MacCready realized that the iteration cycle was the problem.

Aerodynamics of conventional prop planes is by now a done deal. With anything
from a Piper-Cub to a 747, there are tons of similar craft already existing
you can imitate and a market from which you can draw funding to build near-
production functionality prototypes.

This was not true for the extremely low power region of the design space,
however. For that region of the design space, he returned to the "tinkering"
paradigm of the Wright Brothers.

There is a clear and clearly useful analogy for startups here.

------
ChuckFrank
Thank you. That was a fantastic story. The key here was to design a better --
design/build/test/verify/iterate -- system.
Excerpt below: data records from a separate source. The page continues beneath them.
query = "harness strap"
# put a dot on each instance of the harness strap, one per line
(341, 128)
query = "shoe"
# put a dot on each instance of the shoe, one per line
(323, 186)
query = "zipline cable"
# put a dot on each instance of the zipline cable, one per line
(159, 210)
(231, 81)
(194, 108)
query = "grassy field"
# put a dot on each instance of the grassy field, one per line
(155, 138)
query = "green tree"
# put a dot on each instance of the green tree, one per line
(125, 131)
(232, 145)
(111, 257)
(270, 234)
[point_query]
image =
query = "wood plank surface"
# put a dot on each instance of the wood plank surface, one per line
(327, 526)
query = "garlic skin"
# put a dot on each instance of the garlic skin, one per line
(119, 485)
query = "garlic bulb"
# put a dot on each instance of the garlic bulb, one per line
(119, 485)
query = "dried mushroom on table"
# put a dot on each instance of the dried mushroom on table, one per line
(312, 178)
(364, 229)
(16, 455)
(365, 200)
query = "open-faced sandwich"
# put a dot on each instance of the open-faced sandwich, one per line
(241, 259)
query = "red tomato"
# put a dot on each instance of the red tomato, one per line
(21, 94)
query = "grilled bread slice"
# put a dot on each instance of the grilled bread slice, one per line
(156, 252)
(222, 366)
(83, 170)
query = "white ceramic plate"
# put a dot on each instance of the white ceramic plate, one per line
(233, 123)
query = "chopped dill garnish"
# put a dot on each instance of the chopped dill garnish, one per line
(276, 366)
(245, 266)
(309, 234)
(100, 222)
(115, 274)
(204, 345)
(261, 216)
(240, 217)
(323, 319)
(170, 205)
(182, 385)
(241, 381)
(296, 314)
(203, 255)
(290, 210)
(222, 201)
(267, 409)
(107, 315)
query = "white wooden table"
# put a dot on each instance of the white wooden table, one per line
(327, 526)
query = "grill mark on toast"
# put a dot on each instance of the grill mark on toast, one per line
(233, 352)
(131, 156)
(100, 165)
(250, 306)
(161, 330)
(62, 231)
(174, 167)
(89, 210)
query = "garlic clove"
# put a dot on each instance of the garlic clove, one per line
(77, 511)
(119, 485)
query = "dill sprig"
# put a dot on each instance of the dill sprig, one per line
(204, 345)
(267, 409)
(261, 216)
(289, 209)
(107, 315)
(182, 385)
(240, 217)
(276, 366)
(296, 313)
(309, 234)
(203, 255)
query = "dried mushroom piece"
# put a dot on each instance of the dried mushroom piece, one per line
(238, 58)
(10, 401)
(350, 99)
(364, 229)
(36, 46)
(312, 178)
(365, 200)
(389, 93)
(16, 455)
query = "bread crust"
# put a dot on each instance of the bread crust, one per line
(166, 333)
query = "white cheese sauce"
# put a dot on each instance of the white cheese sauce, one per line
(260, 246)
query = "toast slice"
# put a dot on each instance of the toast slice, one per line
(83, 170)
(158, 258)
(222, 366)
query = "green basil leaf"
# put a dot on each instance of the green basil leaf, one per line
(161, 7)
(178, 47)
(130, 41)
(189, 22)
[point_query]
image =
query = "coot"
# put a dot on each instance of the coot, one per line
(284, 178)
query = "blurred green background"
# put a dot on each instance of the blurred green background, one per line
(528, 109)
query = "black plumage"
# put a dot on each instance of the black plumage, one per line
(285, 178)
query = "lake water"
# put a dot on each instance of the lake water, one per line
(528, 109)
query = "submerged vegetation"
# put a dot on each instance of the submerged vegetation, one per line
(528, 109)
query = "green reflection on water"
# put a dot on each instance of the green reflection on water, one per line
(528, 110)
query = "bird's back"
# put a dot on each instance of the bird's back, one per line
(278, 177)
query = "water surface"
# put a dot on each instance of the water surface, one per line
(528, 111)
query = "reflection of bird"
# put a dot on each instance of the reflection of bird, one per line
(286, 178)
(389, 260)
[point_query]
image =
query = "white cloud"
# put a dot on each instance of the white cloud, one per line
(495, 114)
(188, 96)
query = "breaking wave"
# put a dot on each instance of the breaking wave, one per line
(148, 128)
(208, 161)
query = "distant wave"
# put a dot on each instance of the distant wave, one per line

Once MacCready figured that out, creating the mylar + aluminum place becomes
almost intuitive. However the best part of the story for me was the fact that
this took place a full 18 years after the challenge had been issued. And we
worry about missing an opportunity to address the challenges by weeks or
months. Instead, let's remember that a solution twice as good will catch any
front runner.

------
zipdog
I saw the Gossamer Condor at the Smithsonian and was struck by how flimsy it
looked. But now understanding that the plane was designed primarily to iterate
quickly, that 'weak' design makes a lot more sense. It makes me wonder how
many projects are too concerned about the ultimate appearance before they get
the functionality complete, when appearance should flow from functionality.

------
wccrawford
I just wrote a comment yesterday about how I remove pain-points so I can work
more efficiently... This is pretty close. Nice to know the concept has been
around for so long.

Wish more people would think about it.

------
skarayan
Great article. As developers, many of us fall into the trap of build build
build. As smarter developers (and businessmen), we should create a cycle where
we fail quickly, learn, and get up.

------
johnrob
A very relevant application of this concept: the lean startup!

------
mikecane
Sounds like a tale Edward de Bono would tell!
<http://en.wikipedia.org/wiki/Edward_de_bono>

------
est
The X-Y problem

[http://www.reddit.com/r/programming/comments/gmdkb/the_xy_pr...](http://www.reddit.com/r/programming/comments/gmdkb/the_xy_problem_as_it_is_sometimes_called_is_a/)